Ordinary Poisson distribution

The probability distribution is a discrete distribution for X > 0 and contains only one parameter, λ:

\[ \begin{align} \Large P(X=x) =\frac{\lambda^x e^{-\lambda}}{x!} \end{align} \]

The Likelihood function is simply the product of the probabilities, one for each of the measurements:

\[ \begin{align} \Large L(\lambda) =\prod_{i = 1}^{n} \frac{\lambda^{x_i} e^{-\lambda}}{x_i!} \end{align} \]

The mathematical problem is now to find the λ-value that maximizes the L(λ)-function. Usually, this function is rewritten by using logarithms:

\[ \begin{align} \Large l(\lambda) = -n\lambda + ln(\lambda)\sum_{i = 1}^{n} x_i-\sum_{i = 1}^{n} ln(x_i!) \end{align} \]

The next mathematical step is to find the derivative of the L(λ)-function:

\[ \begin{align} \Large \frac{\partial l(\lambda)}{\partial \lambda} = -n + \frac{1}{\lambda}\sum_{i = 1}^{n} x_i \end{align} \]

By setting the derivative above equal to 0, the MLE can be found. (The ‘hat’ on the λ-value indicates that it is an estimate based on the current X-values):

\[ \begin{align} \Large \hat{\lambda}=\frac{\sum_{}^{} x_i}{n} \end{align} \]

Expected value E(X) and the variance E(X) are as follows:

\[ \begin{align} \Large E(X)=\lambda \end{align} \]

\[ \begin{align} \Large V(X)=\lambda \end{align} \]
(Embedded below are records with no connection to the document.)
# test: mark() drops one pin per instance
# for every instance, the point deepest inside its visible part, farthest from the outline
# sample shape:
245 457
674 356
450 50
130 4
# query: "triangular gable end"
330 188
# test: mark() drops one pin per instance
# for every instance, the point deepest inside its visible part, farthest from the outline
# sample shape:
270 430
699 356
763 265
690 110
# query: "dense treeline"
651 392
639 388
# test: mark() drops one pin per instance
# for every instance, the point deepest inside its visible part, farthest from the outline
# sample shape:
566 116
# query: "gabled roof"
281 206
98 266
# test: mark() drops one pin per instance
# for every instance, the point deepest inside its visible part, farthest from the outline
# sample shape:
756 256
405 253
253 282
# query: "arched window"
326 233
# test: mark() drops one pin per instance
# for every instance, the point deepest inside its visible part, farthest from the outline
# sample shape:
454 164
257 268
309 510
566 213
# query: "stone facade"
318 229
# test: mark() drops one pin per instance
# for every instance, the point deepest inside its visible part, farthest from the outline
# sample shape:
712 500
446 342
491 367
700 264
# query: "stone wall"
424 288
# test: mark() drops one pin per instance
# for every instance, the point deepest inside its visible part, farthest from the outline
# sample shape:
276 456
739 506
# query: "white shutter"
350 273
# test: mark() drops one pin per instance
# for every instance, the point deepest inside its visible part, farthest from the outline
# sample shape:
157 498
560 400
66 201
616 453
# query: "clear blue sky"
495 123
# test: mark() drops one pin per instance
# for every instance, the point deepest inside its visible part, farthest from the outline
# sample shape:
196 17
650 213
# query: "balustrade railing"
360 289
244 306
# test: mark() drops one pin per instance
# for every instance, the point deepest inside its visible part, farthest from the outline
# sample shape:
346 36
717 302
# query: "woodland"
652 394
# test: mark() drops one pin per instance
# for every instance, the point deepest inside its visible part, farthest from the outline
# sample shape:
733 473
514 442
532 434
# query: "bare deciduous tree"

The 0-truncated Poisson distribution

When the probability of X = 0 is removed the rest of the probabilities must be adjusted (raised) otherwise it would not be a proper probability distribution (must add to 1). The following constant is used:

\[ \begin{align} \Large constant=\frac{1{} }{1-P(X=0)}=\frac{1{} }{1-e^{-\lambda}} \end{align} \]

Expected value E(X) and the variance E(X) for the 0-truncated Poisson distribution are as follows:

\[ \begin{align} \Large E(X)=\left(\frac{1{} }{1-e^{-\lambda}}\right)\cdot\lambda \end{align} \]

\[ \begin{align} \Large V(X)=\left(\frac{1{} }{1-e^{-\lambda}}\right)^2\cdot\lambda \end{align} \]

Deriving the MLE using R-commands and some graphs

1. MLE for an ordinary Poisson distribution

library("ggplot2")                 # Loads the ggplot2-package for graphics

n     <- 40                        # Number of simulated X-values.
lam   <- 2.2                       # The true papametwr value.
Xdata <- rpois(n, lam)             # Creating the data.

MLE   <- mean(Xdata)               # MLE-estimate for an oprdinary Poisson distribution.

library(ggplot2)

undre <- 1                         # Limits for a loop and X-axis of graph.
ovre  <- 4
step  <- (ovre - undre)/200        # Step size.

lamlista <- c()                    # To store lambda-values.
likeli <- c()                      # To store X-values.
raknare <- 1                       # A counter.

for (lamvarde in seq(undre, ovre, by = step)) {  # A loop for calculating L(lambda) for various lambda-values.
  lamlista[raknare] <- lamvarde 
  likeli[raknare] <- prod((lamvarde^Xdata * exp(-lamvarde))/factorial(Xdata))
  raknare <- raknare + 1
}

toppMax <- max(likeli)                          # Lowering the top of the curve.
likeli <-  likeli*0.95

resultat <- data.frame(lamlista, likeli)        # Creating a data frame for the plotting.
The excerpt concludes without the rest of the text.